Statistical analyses were performed using SPSS software (version 21; SPSS, Chicago, IL, USA). The main characteristics of the sample and the study variables are expressed as frequencies and percentages for categorical variables and mean ± standard deviation for continuous variables. To perform the bivariate analysis, we used Student’s t test for continuous variables to compare the means of dependent samples. To test the association between categorical variables, we used the chi-square and Fisher exact tests. To assess the association between two continuous variables, we calculated correlations. Statistical significance was set at p ≤ 0.05 and marginally significance was accepted for p < 0.1.

2.2. Ethical Considerations

This work has been carried out in accordance with the Code of Ethics of the World Medical Association (Declaration of Helsinki) and the laws and regulations in force in Europe and Spain. The information sheet was delivered to the participating subjects and/or relatives responsible, explaining the objectives and procedures of the study, after which we requested that they sign the informed consent form, making and offering a model for the patients with adequate decision-making capacity and another for relatives in necessary cases.

The present study was approved by the Ethics Committee of the University Hospital of Canary Islands (Santa Cruz de Tenerife, Spain) in its session of 22 October 2022.

3. Results

3.1. Baseline Characteristics

We included 45 patients diagnosed with DM2 and DF. They were aged 65–93 years and had a mean age of 76.82 ± 8.08 years.
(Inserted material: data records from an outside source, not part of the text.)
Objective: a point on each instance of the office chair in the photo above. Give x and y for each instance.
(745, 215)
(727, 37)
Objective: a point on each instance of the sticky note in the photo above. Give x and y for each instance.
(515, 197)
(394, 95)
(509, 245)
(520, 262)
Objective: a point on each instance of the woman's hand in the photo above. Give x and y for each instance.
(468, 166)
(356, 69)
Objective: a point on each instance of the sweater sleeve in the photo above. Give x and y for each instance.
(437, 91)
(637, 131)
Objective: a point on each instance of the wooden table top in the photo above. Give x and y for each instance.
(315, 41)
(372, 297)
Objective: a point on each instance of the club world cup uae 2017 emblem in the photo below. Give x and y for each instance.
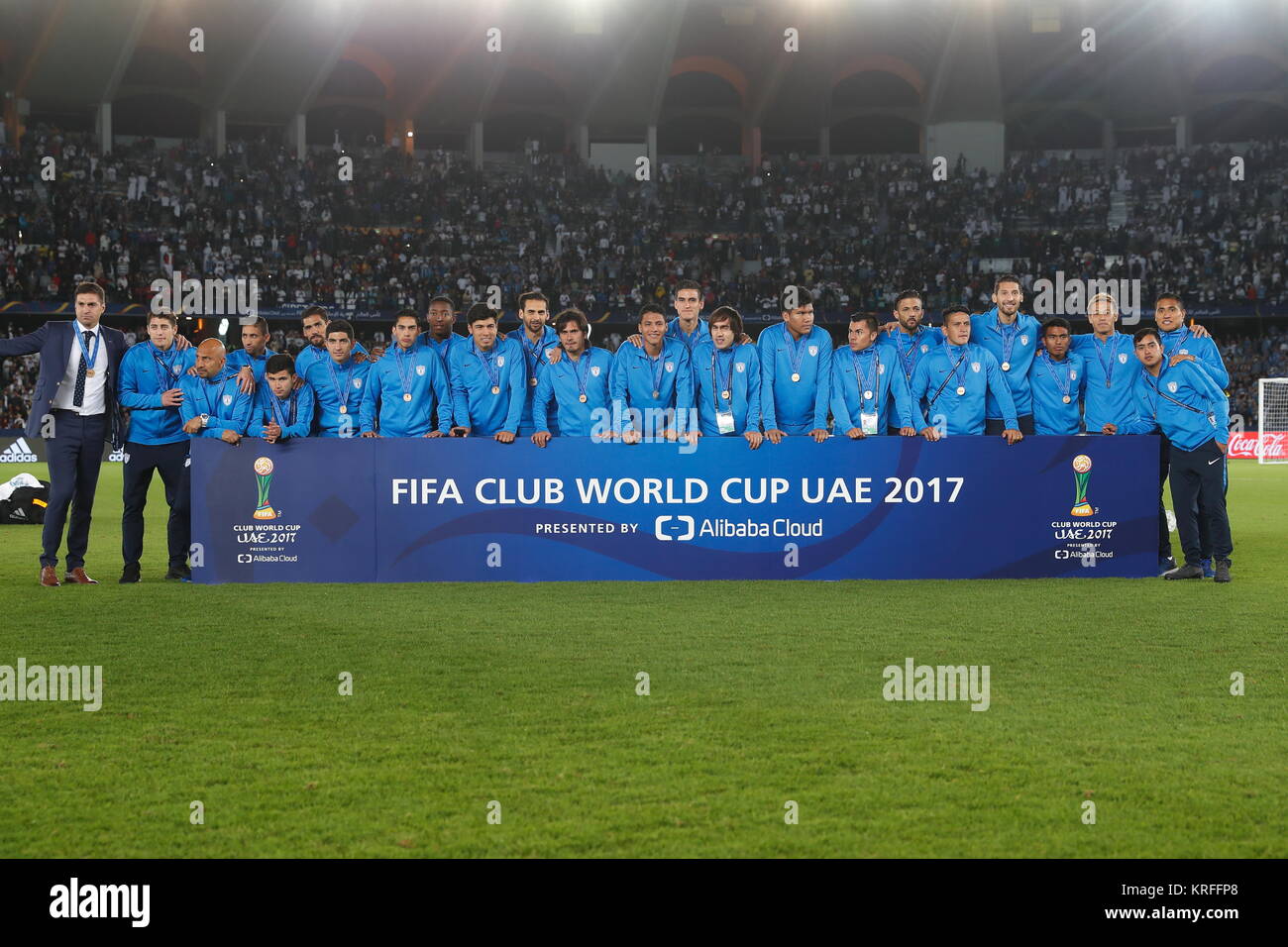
(1081, 474)
(265, 475)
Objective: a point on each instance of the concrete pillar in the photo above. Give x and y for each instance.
(103, 128)
(295, 137)
(751, 146)
(476, 146)
(982, 142)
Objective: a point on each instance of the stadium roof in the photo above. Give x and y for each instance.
(866, 68)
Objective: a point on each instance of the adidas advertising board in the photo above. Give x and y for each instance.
(31, 450)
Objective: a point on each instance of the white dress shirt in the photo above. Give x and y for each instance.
(93, 402)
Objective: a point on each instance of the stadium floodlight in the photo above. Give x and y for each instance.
(1273, 420)
(588, 17)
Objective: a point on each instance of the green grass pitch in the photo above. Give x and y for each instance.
(1116, 690)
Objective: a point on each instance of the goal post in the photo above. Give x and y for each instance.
(1273, 420)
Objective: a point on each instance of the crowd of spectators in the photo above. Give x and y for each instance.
(406, 227)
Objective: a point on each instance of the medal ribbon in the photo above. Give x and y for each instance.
(171, 373)
(579, 373)
(1009, 338)
(657, 368)
(1059, 377)
(858, 373)
(1100, 354)
(487, 364)
(283, 418)
(794, 352)
(717, 388)
(403, 373)
(910, 360)
(342, 393)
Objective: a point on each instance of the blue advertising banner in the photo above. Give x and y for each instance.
(406, 510)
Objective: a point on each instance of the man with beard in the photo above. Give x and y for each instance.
(1012, 337)
(314, 322)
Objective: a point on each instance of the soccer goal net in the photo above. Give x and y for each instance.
(1273, 420)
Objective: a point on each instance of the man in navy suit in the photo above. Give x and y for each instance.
(75, 411)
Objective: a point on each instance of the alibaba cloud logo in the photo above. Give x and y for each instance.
(669, 527)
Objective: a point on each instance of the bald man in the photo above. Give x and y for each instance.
(213, 402)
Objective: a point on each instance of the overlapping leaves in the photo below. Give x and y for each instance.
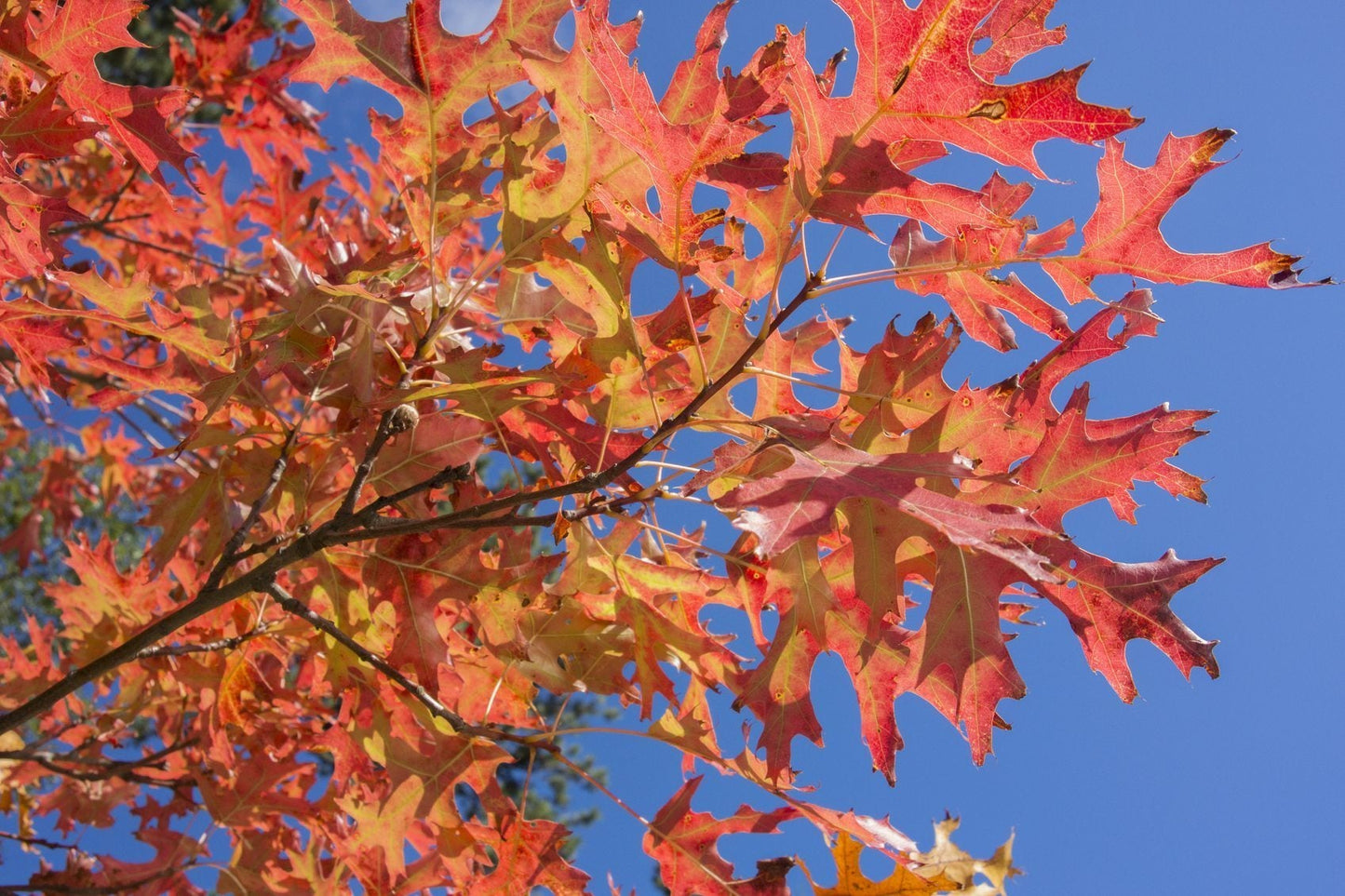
(329, 421)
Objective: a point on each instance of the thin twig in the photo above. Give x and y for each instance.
(292, 604)
(336, 531)
(90, 889)
(277, 471)
(366, 464)
(35, 841)
(223, 643)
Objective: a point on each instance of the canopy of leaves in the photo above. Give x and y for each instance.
(302, 377)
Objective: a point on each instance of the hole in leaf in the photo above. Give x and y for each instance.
(465, 19)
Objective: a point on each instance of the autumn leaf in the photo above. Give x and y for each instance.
(901, 881)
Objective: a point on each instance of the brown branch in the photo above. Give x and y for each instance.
(230, 555)
(292, 604)
(223, 643)
(336, 530)
(181, 253)
(35, 841)
(101, 769)
(389, 424)
(90, 889)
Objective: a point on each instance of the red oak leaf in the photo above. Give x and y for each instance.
(685, 844)
(1123, 235)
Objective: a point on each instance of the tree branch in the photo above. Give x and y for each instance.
(334, 531)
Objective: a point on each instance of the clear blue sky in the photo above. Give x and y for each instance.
(1199, 786)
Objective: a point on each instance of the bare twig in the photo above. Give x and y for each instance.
(90, 889)
(35, 841)
(490, 513)
(277, 471)
(387, 425)
(223, 643)
(292, 604)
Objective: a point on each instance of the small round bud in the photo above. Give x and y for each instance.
(404, 417)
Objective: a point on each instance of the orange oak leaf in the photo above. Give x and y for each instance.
(1122, 235)
(685, 844)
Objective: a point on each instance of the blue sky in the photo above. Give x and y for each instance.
(1197, 784)
(1200, 784)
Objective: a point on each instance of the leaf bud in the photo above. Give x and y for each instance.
(404, 417)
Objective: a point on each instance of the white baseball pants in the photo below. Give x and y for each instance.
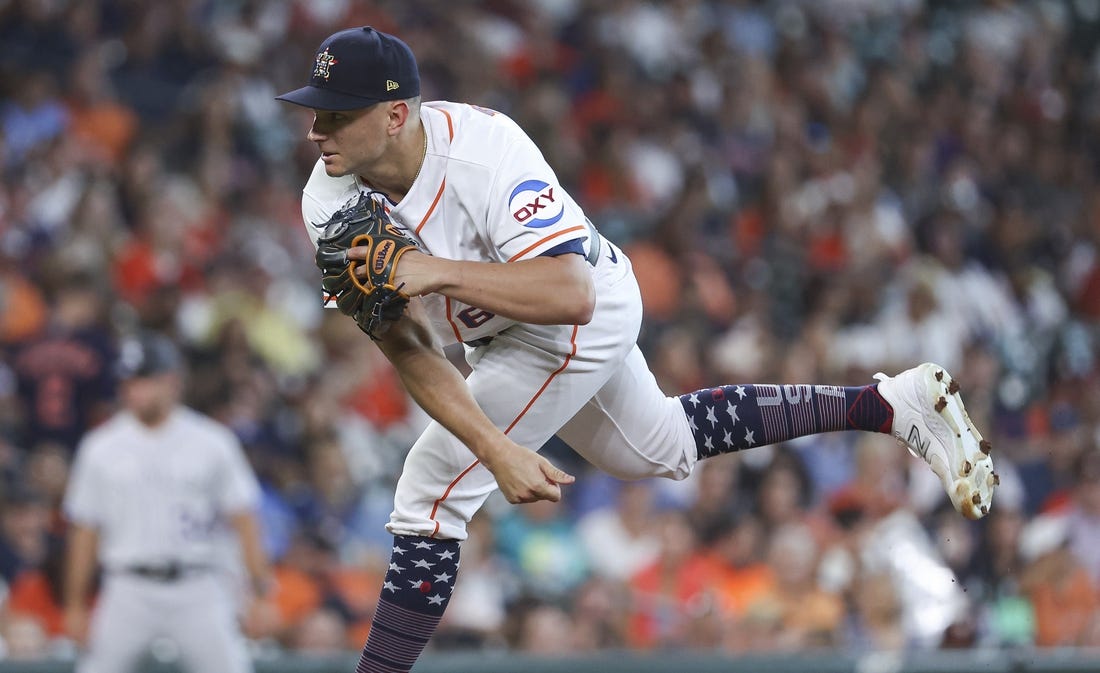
(196, 611)
(590, 385)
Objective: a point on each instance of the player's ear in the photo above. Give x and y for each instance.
(398, 114)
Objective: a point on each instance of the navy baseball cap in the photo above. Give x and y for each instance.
(356, 68)
(147, 354)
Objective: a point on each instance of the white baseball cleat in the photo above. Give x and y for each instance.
(931, 420)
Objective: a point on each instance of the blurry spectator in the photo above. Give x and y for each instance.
(619, 540)
(321, 632)
(24, 532)
(543, 629)
(796, 614)
(1058, 586)
(23, 638)
(32, 117)
(1005, 616)
(542, 547)
(1084, 515)
(36, 593)
(671, 598)
(876, 624)
(65, 375)
(736, 547)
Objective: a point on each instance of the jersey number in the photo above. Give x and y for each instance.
(474, 317)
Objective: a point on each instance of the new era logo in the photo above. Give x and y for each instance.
(915, 441)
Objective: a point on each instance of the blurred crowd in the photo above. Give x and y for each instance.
(811, 191)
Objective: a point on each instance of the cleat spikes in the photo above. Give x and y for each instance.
(930, 418)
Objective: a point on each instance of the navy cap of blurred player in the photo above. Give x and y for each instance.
(147, 354)
(356, 68)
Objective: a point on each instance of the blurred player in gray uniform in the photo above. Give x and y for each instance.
(154, 496)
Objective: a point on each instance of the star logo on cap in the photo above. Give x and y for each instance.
(325, 61)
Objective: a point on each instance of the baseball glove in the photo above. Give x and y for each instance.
(375, 301)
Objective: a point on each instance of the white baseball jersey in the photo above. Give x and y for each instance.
(158, 496)
(486, 194)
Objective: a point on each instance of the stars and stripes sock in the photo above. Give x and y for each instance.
(733, 418)
(414, 596)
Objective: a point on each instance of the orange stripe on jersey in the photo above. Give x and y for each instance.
(530, 403)
(553, 235)
(431, 208)
(458, 335)
(450, 123)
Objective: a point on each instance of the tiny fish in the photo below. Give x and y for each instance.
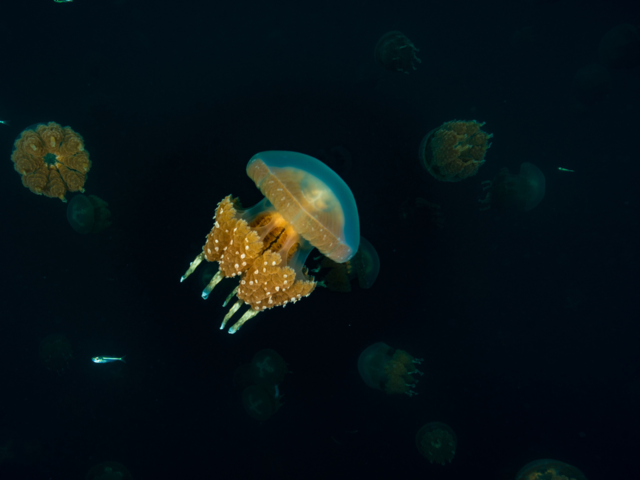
(108, 359)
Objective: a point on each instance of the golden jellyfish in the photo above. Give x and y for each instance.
(455, 150)
(365, 266)
(515, 193)
(109, 471)
(56, 352)
(51, 159)
(388, 369)
(88, 214)
(306, 205)
(260, 402)
(268, 368)
(437, 442)
(395, 52)
(547, 469)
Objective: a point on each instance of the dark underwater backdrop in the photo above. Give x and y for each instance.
(526, 322)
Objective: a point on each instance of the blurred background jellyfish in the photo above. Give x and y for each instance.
(437, 442)
(395, 52)
(455, 150)
(620, 47)
(56, 352)
(591, 84)
(306, 205)
(549, 470)
(88, 214)
(51, 159)
(109, 471)
(260, 402)
(268, 368)
(385, 368)
(515, 193)
(365, 266)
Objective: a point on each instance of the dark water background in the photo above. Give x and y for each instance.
(527, 323)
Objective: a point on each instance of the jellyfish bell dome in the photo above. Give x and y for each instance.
(312, 198)
(80, 214)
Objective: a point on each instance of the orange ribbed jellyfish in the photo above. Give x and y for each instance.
(306, 205)
(385, 368)
(455, 150)
(51, 159)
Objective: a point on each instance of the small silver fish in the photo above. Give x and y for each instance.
(108, 359)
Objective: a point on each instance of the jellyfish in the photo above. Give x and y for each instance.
(437, 442)
(260, 402)
(51, 159)
(455, 150)
(56, 352)
(88, 214)
(306, 205)
(109, 471)
(591, 84)
(549, 470)
(365, 266)
(519, 193)
(385, 368)
(268, 368)
(396, 52)
(620, 47)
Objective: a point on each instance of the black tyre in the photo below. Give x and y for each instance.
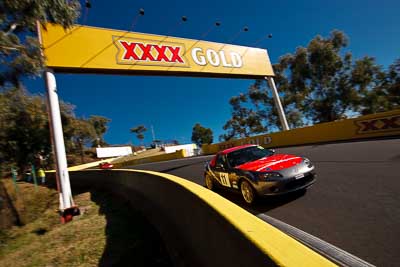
(209, 182)
(247, 191)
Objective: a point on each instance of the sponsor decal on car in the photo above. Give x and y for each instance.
(383, 124)
(224, 179)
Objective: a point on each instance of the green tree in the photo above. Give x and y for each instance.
(100, 126)
(84, 133)
(380, 90)
(139, 131)
(19, 47)
(201, 135)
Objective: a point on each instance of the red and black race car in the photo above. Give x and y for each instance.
(255, 171)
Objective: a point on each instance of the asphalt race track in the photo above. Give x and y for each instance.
(354, 205)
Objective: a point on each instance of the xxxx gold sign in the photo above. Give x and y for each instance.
(147, 52)
(384, 124)
(96, 50)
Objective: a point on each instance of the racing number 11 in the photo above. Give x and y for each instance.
(224, 177)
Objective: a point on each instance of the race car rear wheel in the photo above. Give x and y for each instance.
(247, 192)
(209, 182)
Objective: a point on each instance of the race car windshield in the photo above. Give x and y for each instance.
(247, 154)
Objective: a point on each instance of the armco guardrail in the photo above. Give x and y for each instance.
(370, 126)
(170, 156)
(199, 227)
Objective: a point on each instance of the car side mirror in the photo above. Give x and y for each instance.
(219, 166)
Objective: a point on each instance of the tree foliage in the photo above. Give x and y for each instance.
(201, 135)
(19, 47)
(100, 126)
(318, 83)
(24, 128)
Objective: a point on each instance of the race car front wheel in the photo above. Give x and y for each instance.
(247, 192)
(209, 182)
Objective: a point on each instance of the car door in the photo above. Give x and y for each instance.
(221, 171)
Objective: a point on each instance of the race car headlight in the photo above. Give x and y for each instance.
(307, 162)
(269, 175)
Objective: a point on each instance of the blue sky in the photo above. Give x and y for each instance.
(174, 104)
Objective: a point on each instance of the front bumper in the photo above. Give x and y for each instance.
(285, 186)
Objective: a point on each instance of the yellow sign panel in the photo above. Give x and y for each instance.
(96, 50)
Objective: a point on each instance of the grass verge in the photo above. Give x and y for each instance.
(108, 233)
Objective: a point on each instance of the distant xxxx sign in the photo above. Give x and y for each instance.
(95, 50)
(384, 124)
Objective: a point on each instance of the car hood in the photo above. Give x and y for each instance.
(272, 163)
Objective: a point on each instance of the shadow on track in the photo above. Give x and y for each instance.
(131, 239)
(263, 204)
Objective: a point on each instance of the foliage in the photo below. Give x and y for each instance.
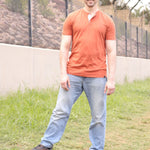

The sample was predominantly male (71%). The sociodemographic and functional characteristics of the sample are shown in

Table 1. Sociodemographic and clinical characteristics of the sample on admission.

	n	Mean ± SD	%
Age (years)	45	76.82 ± 8.08
Female sex	13		28.9
Living alone	10		22.2
Time since diagnosis	45
<5 years	10		22.2
5–10 years	11		24.4
>10 years	24		53.3
Social assessment (Gijón)	45	10.33 ± 2.95
Normal	23		51.1
At social risk	17		37.8
Social problems	5		11.1
Clinical problems
Hypertension	41		91.1
Anemia	13		28.9
Active smoking	5		11.1
Prior ulcers	29		64.4
Ischemic heart disease	31		68.9
Diabetic neuropathy	44		97.8
Diabetic kidney disease	19		42.2
Diabetic retinopathy	14		31.1
Dialysis	11		24.4
Charlson index	45	8.96 ± 2.71
Wagner–Merrit
Superficial ulcers	1		2.2
Limited gangrene	44		97.8
Van Ackers/Peters system
2A	1		2.2
4E	44		97.8
Ulcer treatment
Betadine	41		91.1
Betadine + Hydration	1		2.2
Negative pressure wound dressing (PICO)	1		2.2
Prontosan + Purilon	2		4.4

SD: standard deviation.

.

In most patients (53.3%), the time since diagnosis of DM was more than 10 years. Hypertension was present in 91.1% of the cohort, and 11.1% were active smokers. Among the complications associated with diabetes, 68.9% of patients had ischemic heart disease, 42.2% had renal disease, 24.4% were on dialysis, 31.1% had retinopathy, and 28.9% had chronic anemia. Twenty-nine patients (64.4%) had previously experienced DF ulcers. The mean Charlson index was 8.96 ± 2.71, indicating a high level of comorbidity. The mean score on the Gijón scale was 10.33 ± 2.95, with 37.8% of patients at social risk and 11.1% facing social problems.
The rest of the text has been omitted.